I've been reading about Chuck Wendig and how he's a gatekeeper on the kboards, or how he's chastising and saying awful things, and why should you care if anyone else produces dreck?
So I'll say what I've said from the start, which is if you don't care, neither do I. I see many authors, self-published authors, who will not care about editing and say they can't afford editing, and also complain that people - people like me - don't give self-publishing authors much of a chance, if they give them a chance at all.
I hear, 'just read the samples', 'what do you expect for ninety-nine cents or even three dollars', or some form of argument that amounts to me going through a slushpile that wouldn't make it past editors at publishing companies. I'm not interested; I have better ways to spend my time, in fact, than reading hundreds of samples to find a well-edited, professional book when I can find that elsewhere.
Or in other words, you can't have it both ways. If you want me to consider self-publishing seriously, take your profession seriously. The fact that so many authors are cheerleading mediocre, half-assed efforts only encourages me not to turn to self-published books for my reading needs.

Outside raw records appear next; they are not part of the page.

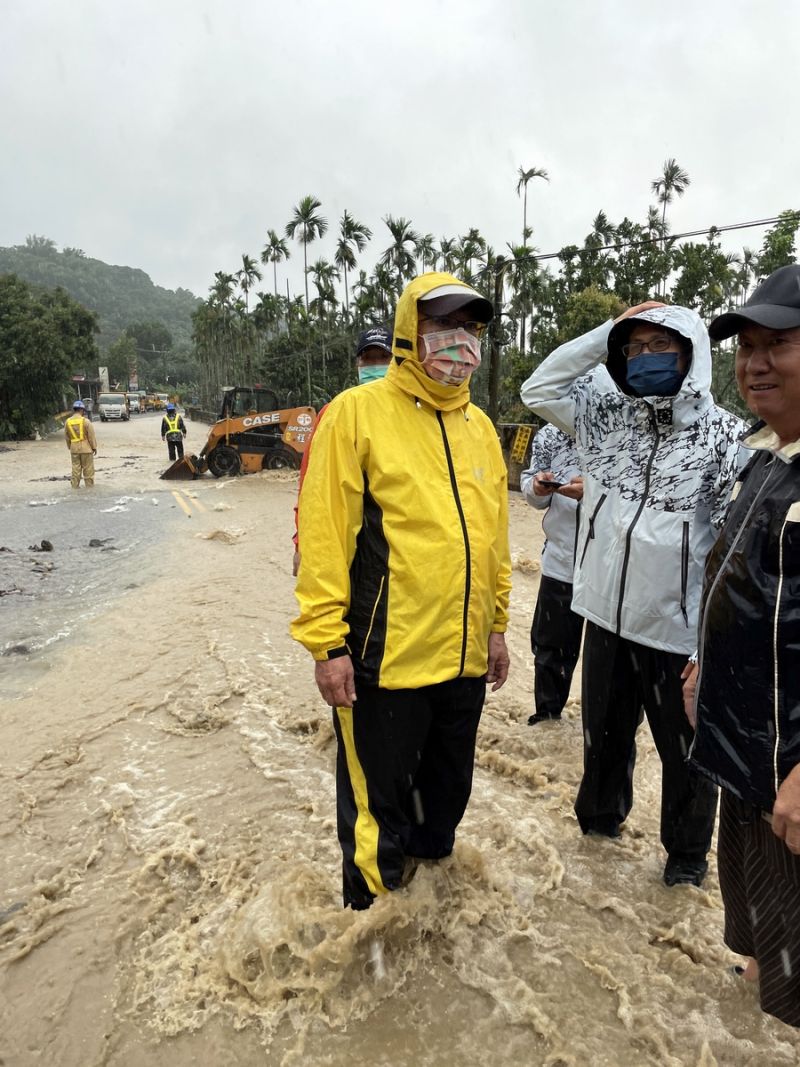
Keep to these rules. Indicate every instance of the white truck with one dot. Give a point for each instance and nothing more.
(113, 405)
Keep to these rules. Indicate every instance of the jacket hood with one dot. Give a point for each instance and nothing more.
(684, 321)
(405, 370)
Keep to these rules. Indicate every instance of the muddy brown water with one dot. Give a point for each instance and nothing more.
(169, 868)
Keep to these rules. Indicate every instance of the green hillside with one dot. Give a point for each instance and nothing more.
(118, 295)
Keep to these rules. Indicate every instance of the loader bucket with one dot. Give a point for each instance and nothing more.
(184, 470)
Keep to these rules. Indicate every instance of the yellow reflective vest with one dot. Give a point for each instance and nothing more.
(403, 528)
(75, 427)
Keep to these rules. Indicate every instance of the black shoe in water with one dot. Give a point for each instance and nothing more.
(683, 872)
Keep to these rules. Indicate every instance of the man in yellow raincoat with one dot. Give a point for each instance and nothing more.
(403, 586)
(82, 445)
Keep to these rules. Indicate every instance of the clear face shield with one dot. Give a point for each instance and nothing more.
(450, 355)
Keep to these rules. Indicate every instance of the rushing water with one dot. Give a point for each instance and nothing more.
(170, 876)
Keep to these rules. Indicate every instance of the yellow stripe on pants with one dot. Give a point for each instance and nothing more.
(366, 827)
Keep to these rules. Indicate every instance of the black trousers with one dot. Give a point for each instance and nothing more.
(176, 448)
(555, 640)
(760, 879)
(403, 778)
(621, 679)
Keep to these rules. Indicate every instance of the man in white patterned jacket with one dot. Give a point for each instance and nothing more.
(658, 459)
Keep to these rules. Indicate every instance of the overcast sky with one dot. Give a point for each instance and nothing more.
(171, 134)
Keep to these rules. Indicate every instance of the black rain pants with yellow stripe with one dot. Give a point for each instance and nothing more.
(403, 778)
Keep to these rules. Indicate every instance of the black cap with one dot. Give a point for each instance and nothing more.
(774, 304)
(374, 337)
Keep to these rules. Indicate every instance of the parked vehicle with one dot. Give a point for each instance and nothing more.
(113, 405)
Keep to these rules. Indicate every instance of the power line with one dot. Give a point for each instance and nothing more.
(650, 240)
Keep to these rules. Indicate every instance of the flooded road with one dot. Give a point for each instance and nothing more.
(170, 874)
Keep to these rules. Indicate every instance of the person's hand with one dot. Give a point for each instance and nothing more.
(573, 489)
(335, 681)
(539, 489)
(497, 669)
(786, 812)
(633, 312)
(689, 678)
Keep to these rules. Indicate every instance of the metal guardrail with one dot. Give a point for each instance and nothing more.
(515, 441)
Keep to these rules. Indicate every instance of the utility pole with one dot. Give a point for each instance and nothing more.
(495, 331)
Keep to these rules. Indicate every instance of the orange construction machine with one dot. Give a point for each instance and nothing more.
(252, 433)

I've found some self-publishers who are amazing. Talented, edited, professional, and even courteous. But the majority do not fall into that category, and I am unwilling to put up with sifting through unedited manuscripts. If you, as you claim, want more people to read self-edited books, then stop putting the onus on the readers. Stop telling us it's our responsibility to make our way through the labyrinths of poorly edited, and unedited books, to find those. Stop trying to shame us because we have books we know we like, published by a company that has minimum standards; you try to shame us by pointing at us and telling us we're not putting in the effort. And therein lies your problem: for some of us, it's just so much of an effort to find anything that does meet those minimum standards in the self-publishing community. Stop telling us that only the good books will survive, as clearly that is not the case because unedited manuscripts that read like the author knows english as a second or third language - to be generous - wrote it become bestsellers.
If other people want to read that, want to waste their time searching for the diamonds in the rough, so be it. I do not. And I refuse to do it. Not only that, horror of horrors, I refuse to be shamed for using my time wisely and sticking to what I like - from brilliant traditionally published books, to self-published books my friends with great taste recommend, to horrible monster-porn that makes me laugh it's so bad.
I'm certainly not going to see the light of sampling all day long just because one more author who doesn't care about their product, and doesn't want to spend time or money editing their books, tells me that the samples exist. I know. I'm still not even sampling your books for a reason.